Oh
we had fun at work today. I came in for the late shift and checked off the
morning’s blood groups. One was a pre-operative case; blood group O Rh(D) Pos
with anti-Fy(a) antibodies.
I
thought nothing more of it for an hour or so until the phone rang. This patient
was actively bleeding. The surgeons wanted six units immediately. They weren’t
impressed when I explained that with this particular antibody “immediately” wasn’t an option. With (about) one unit in three being Fy(a)
negative I told them we’d hopefully have something within the hour.
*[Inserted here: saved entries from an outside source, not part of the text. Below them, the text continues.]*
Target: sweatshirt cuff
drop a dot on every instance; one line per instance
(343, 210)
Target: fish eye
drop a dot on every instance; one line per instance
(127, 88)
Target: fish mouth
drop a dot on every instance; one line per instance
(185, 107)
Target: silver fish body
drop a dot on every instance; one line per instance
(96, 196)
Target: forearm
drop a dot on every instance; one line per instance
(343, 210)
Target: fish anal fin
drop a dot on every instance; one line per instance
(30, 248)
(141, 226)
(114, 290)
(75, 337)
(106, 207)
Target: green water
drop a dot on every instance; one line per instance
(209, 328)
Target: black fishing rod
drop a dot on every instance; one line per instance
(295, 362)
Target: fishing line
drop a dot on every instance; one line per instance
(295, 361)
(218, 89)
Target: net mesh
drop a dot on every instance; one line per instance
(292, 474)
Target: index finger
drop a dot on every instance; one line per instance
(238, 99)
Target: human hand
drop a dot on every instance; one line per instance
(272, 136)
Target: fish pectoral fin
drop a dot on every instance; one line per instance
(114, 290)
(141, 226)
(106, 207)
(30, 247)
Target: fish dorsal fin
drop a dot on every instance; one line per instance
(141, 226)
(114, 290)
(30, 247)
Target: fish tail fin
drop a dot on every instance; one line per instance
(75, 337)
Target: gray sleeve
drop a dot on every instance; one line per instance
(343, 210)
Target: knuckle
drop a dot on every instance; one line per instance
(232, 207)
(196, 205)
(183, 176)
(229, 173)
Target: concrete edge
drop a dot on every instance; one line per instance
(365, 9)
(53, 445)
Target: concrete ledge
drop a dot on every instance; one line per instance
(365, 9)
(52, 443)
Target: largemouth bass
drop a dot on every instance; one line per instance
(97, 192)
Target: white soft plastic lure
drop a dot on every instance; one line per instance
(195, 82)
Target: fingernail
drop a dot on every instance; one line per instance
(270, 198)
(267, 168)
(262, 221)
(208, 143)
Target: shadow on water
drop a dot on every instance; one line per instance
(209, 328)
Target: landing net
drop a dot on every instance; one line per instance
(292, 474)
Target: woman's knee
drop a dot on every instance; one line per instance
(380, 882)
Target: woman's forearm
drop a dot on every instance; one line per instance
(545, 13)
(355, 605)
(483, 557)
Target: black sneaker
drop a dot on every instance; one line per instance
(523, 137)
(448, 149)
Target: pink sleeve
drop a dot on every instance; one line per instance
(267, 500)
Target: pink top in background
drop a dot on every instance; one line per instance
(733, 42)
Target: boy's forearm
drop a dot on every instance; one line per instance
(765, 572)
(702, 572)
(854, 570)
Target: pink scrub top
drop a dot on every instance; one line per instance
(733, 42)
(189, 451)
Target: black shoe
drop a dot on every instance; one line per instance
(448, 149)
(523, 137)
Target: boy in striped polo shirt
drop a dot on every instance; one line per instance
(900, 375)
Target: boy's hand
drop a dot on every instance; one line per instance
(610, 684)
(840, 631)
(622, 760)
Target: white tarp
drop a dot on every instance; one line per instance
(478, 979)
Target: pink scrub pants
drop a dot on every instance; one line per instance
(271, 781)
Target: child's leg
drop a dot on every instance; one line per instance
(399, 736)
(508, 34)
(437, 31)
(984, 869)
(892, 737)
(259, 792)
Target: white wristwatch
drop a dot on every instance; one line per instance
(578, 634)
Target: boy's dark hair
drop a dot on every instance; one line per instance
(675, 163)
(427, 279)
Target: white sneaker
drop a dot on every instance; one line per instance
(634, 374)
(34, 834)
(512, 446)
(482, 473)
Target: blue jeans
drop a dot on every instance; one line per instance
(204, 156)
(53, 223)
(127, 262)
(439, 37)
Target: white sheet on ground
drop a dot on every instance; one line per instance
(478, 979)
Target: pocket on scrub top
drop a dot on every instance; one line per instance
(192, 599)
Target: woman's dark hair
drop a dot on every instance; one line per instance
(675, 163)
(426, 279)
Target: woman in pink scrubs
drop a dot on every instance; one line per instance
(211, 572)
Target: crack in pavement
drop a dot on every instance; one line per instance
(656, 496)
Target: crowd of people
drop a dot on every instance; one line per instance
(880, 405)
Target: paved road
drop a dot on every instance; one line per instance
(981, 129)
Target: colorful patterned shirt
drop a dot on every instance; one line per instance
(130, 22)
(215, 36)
(If you tell them you’ll do it right away
when you can’t, they think you are rubbish; when you say an hour and do it much
quicker they think you are marvellous)
I
had this plan to select six units and crossmatch and Fy(a)-type at the same
time. Hopefully I’d get some units to tide them over. Bearing in mind the patient’s
phenotype was C+ c- E- e+ K- I thought I’d select units of this phenotype and
Fy(a)-type those. It was a good idea; it was a shame we had no such units. In
the end I just typed those O Rh(D) Pos units which were labelled as K-Neg.
Bearing
in mind the urgency a colleague did likewise, and when I had completed my first
six units I did the same on another six units. Between us we tested eighteen
units and got eight Fy(a)-Neg units in an hour. In t he meantime other staff
phoned to put off other transfusion commitments and to postpone a visit by
senior hospital management.
It
was as well this happened during a routine working day; I would have struggled
were I doing this as a lone worker.
But
this made me think. Was I right to have (possibly)
wasted time trying to find Rh-matched units? Have I made problems for the
future if and when the patient might develop anti-E antibodies? Should we have
crossmatched blood immediately on identifying an antibody?
This
is one of those cases for which it is very difficult to make a specific plan in
advance… I think we did right.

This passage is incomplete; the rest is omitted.